Снова толпа зашумела, словно весенний поток. И хорошо что Остен-Дризен не понимал по-туркменски. Иначе бы расслышал в хаосе голосов и такое, что не понравилось бы. Кто-то злобно и настойчиво выкрикивал: «Подавиться бы ему вонючей кишкой!», другие: «Пусть подавится налогом, взятым с нас!». Махтумкули-хан, услышав это, грозно глянул на толпу, и быстро отвел гостя на его место.
— Это такой обычай у туркмен, — пояснил самодовольно Уссаковский. — Иногда вместе с халатом они дарят и лошадей, но это бывает в особо исключительных случаях.

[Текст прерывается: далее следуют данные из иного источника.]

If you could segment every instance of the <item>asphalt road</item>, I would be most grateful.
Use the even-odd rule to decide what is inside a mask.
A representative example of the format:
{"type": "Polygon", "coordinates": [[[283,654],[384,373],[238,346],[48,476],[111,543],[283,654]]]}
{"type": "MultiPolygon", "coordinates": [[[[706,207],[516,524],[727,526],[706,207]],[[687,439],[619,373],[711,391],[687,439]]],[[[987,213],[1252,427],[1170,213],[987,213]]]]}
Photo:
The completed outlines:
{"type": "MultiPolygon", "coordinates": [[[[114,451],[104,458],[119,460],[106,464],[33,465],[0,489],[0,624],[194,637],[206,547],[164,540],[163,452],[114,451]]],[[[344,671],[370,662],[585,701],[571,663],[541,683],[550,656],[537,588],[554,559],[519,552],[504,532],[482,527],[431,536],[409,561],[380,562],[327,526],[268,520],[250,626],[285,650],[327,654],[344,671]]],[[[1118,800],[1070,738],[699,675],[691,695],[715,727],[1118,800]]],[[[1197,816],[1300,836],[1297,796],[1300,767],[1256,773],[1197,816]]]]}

Остен-Дризен понял намек генерала: алчно улыбнулся и начал рассматривать на себе туркменский красный халат.
— Второй заезд, — сказал Уссаковский, кивнув на скаковую полосу, и спросил: — Не утомились вы?
— Да не особенно.
— А то ведь предстоит ужин. Может быть, изволите отдохнуть перед ужином?
— Посмотрим еще этот заезд, — ответил Остен-Дризен, и помолчав, добавил: — Какие у них красивые скакуны. Прямо на загляденье.
— Вы имеете свою конюшню?
— Нет-с, признаться. Но хотелось бы…
— За ужином поговорим, — многообещающе намекнул генерал. — У Махтумкули-хана есть молодой жеребец Араб — потомок куропаткинской пары, с которой началось асхабадское коневодство.
Гость согласно кивнул и оба, вполне удовлетворенные беседой, вновь обратили свои взоры на скаковую полосу, где в дикой скачке неслись, приближаясь к трибуне, наездники, и публика неистово ревела, подбадривая джигитов…
* * *
Слева от трибуны, в самой гуще тельпеков и халатов сидели, наблюдая за скачками, Нестеров с Аризель, Арам с Ксенией и Андрюша Батраков.
Нестеров только что вернулся из Москвы, где пробыл все лето, и в воскресенье, навестив друзей, увлек их на ипподром. Он соскучился по всем, но больше, конечно же, по Аризель. Девушка в светлом чесучевом костюме, в широкополой шляпе, сидела справа от него и, вложив ладонь в его руку, все время чувствовала легкое пожатие. Слева, сгорбившись и дымя папиросой, сидел Арам. Он почти не смотрел на поле, где кипели спортивные страсти. Смотрел сбоку на Нестерова и задумчиво слушал его.
— Арам, ты должен понять, — вполголоса внушал Нестеров. — Подошло время объединиться и совместно с оружием выступить. Москва уже гудит, как растревоженный улей. Весь рабочий класс собирается на баррикады. К рабочим примыкают солдаты…
— Но не армяне же, — тихонько упорствовал Асриянц. — У партии «Гинчак» есть свои задачи, Ваня. Первая ее заповедь — сохранить многострадальную армянскую нацию. Если мы примкнем к русской революции и выйдем с оружием, мы растеряем последних наших бойцов-гнчакистов. Ты знаешь, сколько всего армян в Асхабаде? Мало, Ваня. Всего шесть тысяч. В их числе — обыватели, женщины, дети и служащие. Ребят с оружием совсем мало… Разговаривал с Гайком, спросил, как он смотрит на всенародные волнения. Он мне ответил: «Подумай, сын мой, о братьях и сестрах своих. Нельзя заботиться обо всем мире!»